Advanced RL Topics and Challenges

Montezuma's Revenge: A game that highlights the challenge of delayed rewards and the need for intuition or prior knowledge. Applying random exploration is highly unlikely to lead to the correct sequence of actions to reach the goal.
Imitation Learning: Learning from human demonstrations to bootstrap the learning process.
Policy-Based Methods (e.g., PPO): Learn the policy directly, which is more suitable for continuous action spaces (e.g., autonomous driving) where discretizing actions is not ideal. PPO is also more probabilistic.
Reward Design: The choice of reward structure significantly impacts the agent's strategy. Intermediate rewards can guide learning, but end-to-end rewards might lead to more optimal, albeit harder-to-train, solutions.
Multi-Agent RL: Games like OpenAI Five (League of Legends) and AlphaStar (StarCraft) involve collaboration and complex observations (fog of war), adding significant complexity.

Reinforcement Learning from Human Feedback (RLHF)

RLHF is a crucial technique for aligning large language models (LLMs) with human preferences, addressing limitations of standard pre-training.

Limitations of Pre-trained Language Models

Data Not Reflective of Helpfulness: Online text data (e.g., Wikipedia, Reddit) is not optimized for answering questions or being helpful.
Lack of Concept of "Good": Models don't inherently understand politeness, helpfulness, or safety. They can generate factually correct but unhelpful or even harmful responses.

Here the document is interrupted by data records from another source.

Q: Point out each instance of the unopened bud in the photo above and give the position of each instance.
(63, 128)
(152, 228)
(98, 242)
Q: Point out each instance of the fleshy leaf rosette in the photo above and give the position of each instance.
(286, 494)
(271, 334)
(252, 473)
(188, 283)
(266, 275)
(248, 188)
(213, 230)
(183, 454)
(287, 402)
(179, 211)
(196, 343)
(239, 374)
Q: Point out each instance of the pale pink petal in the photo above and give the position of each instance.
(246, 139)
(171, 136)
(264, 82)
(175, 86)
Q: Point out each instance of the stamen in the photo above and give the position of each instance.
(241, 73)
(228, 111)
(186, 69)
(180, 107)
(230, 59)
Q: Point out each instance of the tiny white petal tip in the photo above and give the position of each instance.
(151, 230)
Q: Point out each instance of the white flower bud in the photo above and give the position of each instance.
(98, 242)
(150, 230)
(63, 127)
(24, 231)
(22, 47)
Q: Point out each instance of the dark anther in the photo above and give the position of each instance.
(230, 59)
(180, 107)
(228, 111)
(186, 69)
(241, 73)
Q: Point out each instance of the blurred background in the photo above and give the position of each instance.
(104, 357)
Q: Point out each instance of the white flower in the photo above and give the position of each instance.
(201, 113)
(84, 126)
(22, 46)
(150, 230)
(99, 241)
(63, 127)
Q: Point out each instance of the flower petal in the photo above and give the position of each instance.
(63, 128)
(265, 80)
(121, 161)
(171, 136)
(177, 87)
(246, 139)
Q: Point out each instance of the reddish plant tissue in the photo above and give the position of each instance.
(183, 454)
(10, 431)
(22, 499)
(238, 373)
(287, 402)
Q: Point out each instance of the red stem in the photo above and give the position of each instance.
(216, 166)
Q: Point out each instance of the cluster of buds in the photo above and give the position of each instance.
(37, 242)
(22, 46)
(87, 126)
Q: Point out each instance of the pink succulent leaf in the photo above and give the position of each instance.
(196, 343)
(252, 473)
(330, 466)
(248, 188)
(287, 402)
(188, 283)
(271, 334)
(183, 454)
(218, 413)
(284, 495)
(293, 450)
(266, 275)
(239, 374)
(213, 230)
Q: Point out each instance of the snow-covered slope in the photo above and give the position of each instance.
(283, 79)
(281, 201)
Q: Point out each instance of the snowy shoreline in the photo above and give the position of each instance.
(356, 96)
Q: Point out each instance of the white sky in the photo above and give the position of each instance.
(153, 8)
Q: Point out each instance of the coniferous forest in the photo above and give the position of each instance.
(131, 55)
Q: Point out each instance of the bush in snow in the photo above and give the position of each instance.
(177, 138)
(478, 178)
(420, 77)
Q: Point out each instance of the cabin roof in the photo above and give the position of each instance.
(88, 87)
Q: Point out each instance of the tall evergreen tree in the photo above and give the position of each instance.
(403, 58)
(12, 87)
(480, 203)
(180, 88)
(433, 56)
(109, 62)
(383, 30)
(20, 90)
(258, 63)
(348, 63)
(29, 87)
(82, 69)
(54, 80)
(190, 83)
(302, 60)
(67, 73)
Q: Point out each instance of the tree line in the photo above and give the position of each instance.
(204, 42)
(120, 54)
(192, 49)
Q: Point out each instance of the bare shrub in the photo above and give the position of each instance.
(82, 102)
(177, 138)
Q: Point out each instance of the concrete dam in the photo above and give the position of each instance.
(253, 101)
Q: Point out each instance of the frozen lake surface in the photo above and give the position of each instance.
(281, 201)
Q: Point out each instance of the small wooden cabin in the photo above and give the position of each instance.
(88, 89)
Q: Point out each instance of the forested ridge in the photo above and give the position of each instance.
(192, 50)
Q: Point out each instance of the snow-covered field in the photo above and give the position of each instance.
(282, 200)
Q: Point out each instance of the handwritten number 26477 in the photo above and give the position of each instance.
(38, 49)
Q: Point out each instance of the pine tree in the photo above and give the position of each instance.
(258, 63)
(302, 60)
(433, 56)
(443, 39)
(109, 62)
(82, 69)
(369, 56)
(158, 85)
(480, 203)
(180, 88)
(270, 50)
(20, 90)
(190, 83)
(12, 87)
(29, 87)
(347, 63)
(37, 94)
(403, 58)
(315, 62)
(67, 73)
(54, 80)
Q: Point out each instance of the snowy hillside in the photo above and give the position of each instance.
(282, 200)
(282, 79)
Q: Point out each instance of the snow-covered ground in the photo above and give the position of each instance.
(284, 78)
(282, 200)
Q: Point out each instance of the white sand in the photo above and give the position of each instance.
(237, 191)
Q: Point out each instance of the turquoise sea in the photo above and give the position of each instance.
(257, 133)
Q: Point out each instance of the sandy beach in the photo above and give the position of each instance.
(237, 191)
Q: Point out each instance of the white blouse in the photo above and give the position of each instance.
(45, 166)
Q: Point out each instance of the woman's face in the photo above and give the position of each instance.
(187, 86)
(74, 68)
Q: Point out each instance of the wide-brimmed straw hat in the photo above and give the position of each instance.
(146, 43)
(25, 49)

Improving Language Models with Human Input

Two main approaches are used:

Supervised Fine-Tuning (SFT):
- Process: Collect human-written prompt-response pairs. Fine-tune a pre-trained LLM on this dataset to imitate desired behavior.
- Shortcomings:
  - Costly Data Collection: Requires significant human effort to create high-quality demonstrations.
  - Limited Generalization: May not generalize well to unseen prompts as it's still imitation-based.
Reinforcement Learning from Human Feedback (RLHF):
- Goal: Optimize for human preferences, not just imitation.
- Steps:
  - Train a Reward Model (RM):
    - Sample multiple responses to a prompt from the SFT model.
    - Ask human labelers to rank these responses based on preference.
    - Train a separate model (the Reward Model) to predict these human preferences. This model takes a prompt and response and outputs a scalar reward score.
    - The RM is initialized from the SFT model, with its output layer modified to predict a scalar reward.
    - The RM is trained using a loss function that encourages higher scores for preferred responses.
  - RLHF Training:
    - The SFT model acts as the agent.
    - The environment is the space of prompts and generated text.
    - The state is the prompt plus the tokens generated so far.
    - The action is choosing the next token.
    - The reward is estimated by the trained Reward Model at the end of a generated sequence.
    - The LLM is fine-tuned using RL (similar to Q-learning principles) to maximize the expected reward from the RM.
- Benefits:
  - Scalability: The RM can evaluate responses much faster than humans.
  - Preference Optimization: Directly optimizes for what humans prefer, leading to more aligned and helpful outputs.
  - Efficiency: Asking for preferences is generally easier and faster for humans than writing full responses.

RLHF in Practice

Sparse Rewards: The reward is typically given at the end of a generated sequence, making it a sparse reward episodic task, similar to games where rewards are only given upon winning or losing.
Sequential Decision Making: The LLM needs to make a sequence of good token choices to produce a high-scoring, preferred response.
Outcome: The process transforms a pre-trained LLM into an SFT model, and then further refines it using RLHF into a significantly better, human-aligned model.

The lecture concludes by emphasizing that while RL is powerful, human minds are often more efficient, and RL still has limitations, as discussed in a linked video by Andrej Karpathy.